Envie de leur faire plaisir, d'aller où il y a personne, des traces à faire: le top. Trouver la neige immaculée: c'est être considéré comme un prophète; ce qui ne peut qu'être un tant soit peu grisant, même sans posséder un orgueil hypertrophié.
Après une belle trace dans la poudre: on est dans les premiers sur le glacier à la sortie de la benne des "Grands" ( Montets; secteur emblématique du ski hors piste mondial), il va falloir choisir le col où monter en ski de randonnée pour faire le programme prévu.

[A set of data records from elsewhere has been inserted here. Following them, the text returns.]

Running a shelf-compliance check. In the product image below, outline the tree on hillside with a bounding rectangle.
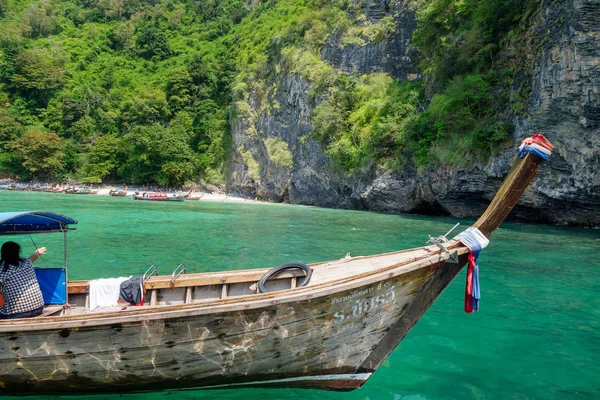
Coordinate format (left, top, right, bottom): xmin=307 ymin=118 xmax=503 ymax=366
xmin=123 ymin=125 xmax=196 ymax=186
xmin=11 ymin=130 xmax=64 ymax=179
xmin=135 ymin=23 xmax=171 ymax=60
xmin=9 ymin=47 xmax=65 ymax=105
xmin=82 ymin=134 xmax=123 ymax=183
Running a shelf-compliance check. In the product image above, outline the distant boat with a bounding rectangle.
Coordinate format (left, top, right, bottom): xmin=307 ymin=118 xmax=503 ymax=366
xmin=65 ymin=186 xmax=98 ymax=194
xmin=108 ymin=189 xmax=127 ymax=197
xmin=0 ymin=134 xmax=551 ymax=397
xmin=133 ymin=192 xmax=187 ymax=201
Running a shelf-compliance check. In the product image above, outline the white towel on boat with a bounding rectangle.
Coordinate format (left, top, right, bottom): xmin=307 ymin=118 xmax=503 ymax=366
xmin=90 ymin=276 xmax=131 ymax=311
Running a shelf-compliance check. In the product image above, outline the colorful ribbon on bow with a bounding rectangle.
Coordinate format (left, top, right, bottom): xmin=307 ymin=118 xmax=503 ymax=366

On met les peaux sous les skis, on attaque à remonter le glacier en faux plat d'Argentière, passant en revue les emblématiques faces nord. Il est tombé pas mal de neige, il y a eu du vent. Nous sommes les premiers. J'hésite entre un col présentant des pentes assez raides où je suis aller la semaine dernière et un col moins raide dont je n'ai pas repéré l'accès aux premières pentes du glacier. Après une bonne dizaine de minutes à observer tout en avançant, je décide de choisir de limiter le risque d'avalanche et de m'orienter vers le moins raide. Même si cette année je n'y suis pas allé, je connais bien cette randonnée et je me débrouillerai bien pour passer la moraine. Au dessus c'est tout blanc, cela sera fabuleux tout en restant sûr! J'ai pris une bonne décision. Je n'arrive pas à voir si cela passe directement par le glacier aussi je prend le chemin du refuge que je connais bien, on pourra put être manger sur la terrasse...Les stagiaires sont motivés: ils avancent bien et c'est bien trop tôt que nous passons devant la terrasse...Nous continuons sur la moraine toute blanche mais où finalement il y a peu de neige. Juste une illusion car le vent à tout lissé, comme si un plâtrier était venu avec de l'enduit fin... S'ensuivent quelques conversions pénibles mais finalement nous arrivons à prendre pied sur le glacier et mangeons juste sur le bord. Grand beau, belle neige. Le glacier est quand à lui bien blanc mais des ilôts de glace verdâtres apparaissent maintenant clairement. Le vent à râper toute une partie du glacier et la neige est posée sur la glace en une mince pellicule. Le cheminement à ski, surtout à la descente va demander de bien choisir l'itinéraire et de bien cadrer le groupe déjà excité par les traces à faire et les inévitables vidéos à partager avec le monde entier!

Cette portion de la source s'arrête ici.